Para a pesquisa foram entrevistados pais ou responsáveis que responderam a questionário para determinar o perfil de atividade física e duração de sono da criança. As perguntas englobaram informações sobre os níveis de atividade física das crianças, número de horas de sono durante a noite e o dia, uso da mídia de tela e hábitos de uso. Para o tempo de uso das mídias de tela havia quatro opções de resposta: menos de 1h por dia; mais de 1h por dia até menos de 2h por dia; 2h por dia; ou mais de 2h por dia.

De acordo com Érika Félix, fisioterapeuta e doutoranda do Departamento de Psiquiatria da EPM/Unifesp, que conduziu a pesquisa o aumento do risco de comprometimento das habilidades motoras em função do uso excessivo das telas se justifica pelo fato de que a infância é um período crucial para o desenvolvimento motor e cognitivo e é significativamente influenciada pelo ambiente.

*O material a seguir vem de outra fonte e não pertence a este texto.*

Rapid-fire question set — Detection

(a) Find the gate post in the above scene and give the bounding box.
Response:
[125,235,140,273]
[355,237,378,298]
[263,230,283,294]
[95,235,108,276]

“Assim, recomenda-se que crianças de até 11 anos realizem pelo menos 60 minutos de atividade física por dia, tenham 2 horas ou menos de uso de mídia de tela de lazer por dia e durmam de 9 a 11 horas por noite”, disse.

Com a chegada da covid-19 no Brasil e a necessidade do isolamento social, as atividades ficaram limitadas e as crianças aumentaram o uso desses equipamentos. Segundo o levantamento, crianças de todas as idades passavam, em média, cerca de 3 horas de seus dias nas telas antes desta crise, período que passou para 6 horas, número que pode ser até maior, de acordo com a pesquisadora.

“Temos que fazer o que é prático e possível no momento para sobreviver, e isso inclui, também para as crianças, em ter mais tempo de tela. Mas a supervisão dos pais é de extrema importância, enfatizando que o tempo na tela não deve substituir a atividade física e o sono suficiente para todos”, concluiu a fisioterapeuta.